Feedback Stabilization of a Class of Perturbed Nonlinear Autonomous Difference Equations

TL;DR

This paper develops feedback control strategies for stabilizing a broad class of unstable nonlinear difference equations, including perturbed systems with different orders, using fixed point principles and incremental controllers.

Contribution

It introduces a novel stabilization approach combining nominal and incremental controllers for perturbed nonlinear difference equations, extending existing methods.

Findings

Effective stabilization of perturbed nonlinear difference equations.

Controller design based on Banach fixed point principle.

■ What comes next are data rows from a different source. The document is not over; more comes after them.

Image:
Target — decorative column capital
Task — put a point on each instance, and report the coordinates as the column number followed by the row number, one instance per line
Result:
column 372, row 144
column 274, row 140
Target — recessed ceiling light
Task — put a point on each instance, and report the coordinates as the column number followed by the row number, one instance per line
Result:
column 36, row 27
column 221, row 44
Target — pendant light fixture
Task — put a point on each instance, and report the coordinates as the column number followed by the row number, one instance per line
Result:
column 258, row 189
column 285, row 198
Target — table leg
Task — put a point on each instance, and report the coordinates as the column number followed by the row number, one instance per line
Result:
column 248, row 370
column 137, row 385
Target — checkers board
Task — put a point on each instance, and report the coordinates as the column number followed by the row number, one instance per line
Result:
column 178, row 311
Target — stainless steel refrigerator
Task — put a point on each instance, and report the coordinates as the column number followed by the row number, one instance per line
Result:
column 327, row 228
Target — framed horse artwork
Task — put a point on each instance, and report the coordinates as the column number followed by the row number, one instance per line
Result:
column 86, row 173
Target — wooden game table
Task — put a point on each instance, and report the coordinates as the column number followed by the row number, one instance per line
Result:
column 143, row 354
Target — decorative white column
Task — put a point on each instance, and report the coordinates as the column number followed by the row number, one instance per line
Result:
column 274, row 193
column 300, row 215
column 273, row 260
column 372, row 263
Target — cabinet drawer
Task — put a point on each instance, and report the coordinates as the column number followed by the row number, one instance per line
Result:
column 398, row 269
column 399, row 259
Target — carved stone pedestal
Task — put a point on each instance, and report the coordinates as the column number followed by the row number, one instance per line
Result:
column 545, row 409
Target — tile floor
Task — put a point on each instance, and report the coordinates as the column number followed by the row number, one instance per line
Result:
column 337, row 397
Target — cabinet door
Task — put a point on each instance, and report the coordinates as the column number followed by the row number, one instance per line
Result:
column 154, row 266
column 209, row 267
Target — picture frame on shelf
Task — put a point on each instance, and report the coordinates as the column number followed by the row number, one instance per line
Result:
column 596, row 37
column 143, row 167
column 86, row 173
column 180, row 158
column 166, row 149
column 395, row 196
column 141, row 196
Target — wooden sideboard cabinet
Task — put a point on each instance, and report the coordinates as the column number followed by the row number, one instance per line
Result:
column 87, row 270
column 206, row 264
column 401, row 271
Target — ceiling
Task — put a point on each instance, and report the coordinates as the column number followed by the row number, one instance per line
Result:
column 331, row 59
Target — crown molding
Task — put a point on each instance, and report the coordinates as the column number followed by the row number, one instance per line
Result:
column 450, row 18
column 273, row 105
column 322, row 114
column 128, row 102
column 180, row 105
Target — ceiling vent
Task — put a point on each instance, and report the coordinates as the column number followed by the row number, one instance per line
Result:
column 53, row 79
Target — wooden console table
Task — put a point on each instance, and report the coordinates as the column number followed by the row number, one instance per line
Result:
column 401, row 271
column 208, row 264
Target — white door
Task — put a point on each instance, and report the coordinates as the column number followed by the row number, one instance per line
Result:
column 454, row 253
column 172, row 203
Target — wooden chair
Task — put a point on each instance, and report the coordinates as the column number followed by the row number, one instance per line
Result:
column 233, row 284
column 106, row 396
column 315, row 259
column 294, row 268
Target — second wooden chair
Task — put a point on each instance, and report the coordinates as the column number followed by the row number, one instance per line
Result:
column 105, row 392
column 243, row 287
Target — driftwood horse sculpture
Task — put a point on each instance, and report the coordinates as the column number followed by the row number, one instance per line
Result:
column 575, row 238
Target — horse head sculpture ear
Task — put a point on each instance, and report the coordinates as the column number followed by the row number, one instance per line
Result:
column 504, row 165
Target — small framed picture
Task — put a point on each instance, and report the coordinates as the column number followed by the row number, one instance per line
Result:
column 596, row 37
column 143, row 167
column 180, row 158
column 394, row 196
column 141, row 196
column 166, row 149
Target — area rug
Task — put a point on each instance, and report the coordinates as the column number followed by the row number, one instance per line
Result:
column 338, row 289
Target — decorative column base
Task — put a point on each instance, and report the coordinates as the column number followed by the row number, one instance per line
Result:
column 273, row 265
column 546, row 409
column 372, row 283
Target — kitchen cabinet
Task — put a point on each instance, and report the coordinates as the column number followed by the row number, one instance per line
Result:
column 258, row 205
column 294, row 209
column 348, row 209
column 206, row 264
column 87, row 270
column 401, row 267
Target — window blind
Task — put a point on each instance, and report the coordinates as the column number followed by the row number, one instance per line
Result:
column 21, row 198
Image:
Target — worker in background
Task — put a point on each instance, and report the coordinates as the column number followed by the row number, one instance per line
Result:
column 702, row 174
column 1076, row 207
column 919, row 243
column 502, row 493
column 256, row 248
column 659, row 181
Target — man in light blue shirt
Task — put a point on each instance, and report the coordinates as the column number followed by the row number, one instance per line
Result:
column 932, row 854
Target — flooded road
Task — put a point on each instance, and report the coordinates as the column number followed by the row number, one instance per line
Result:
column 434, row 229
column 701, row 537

Applicable to unstable oscillatory solutions.

Abstract

This paper investigates the local asymptotic stabilization of a very general class of instable autonomous nonlinear difference equations which are subject to perturbed dynamics which can have a different order that that of the nominal difference equation. In the general case, the controller consists of two combined parts, namely, the feedback nominal controller which stabilizes the nominal (i.e. perturbation - free) difference equation plus an incremental controller which completes the stabilization in the presence of dynamics in the uncontrolled difference equation. A stabilization variant consists of using a single controller to stabilize the nominal difference equation and also the perturbed one under a smallness-type characterization of the perturbed dynamics. The study is based on Banach fixed point principle and it is also valid with slight modification for the stabilization of unstable oscillatory solutions.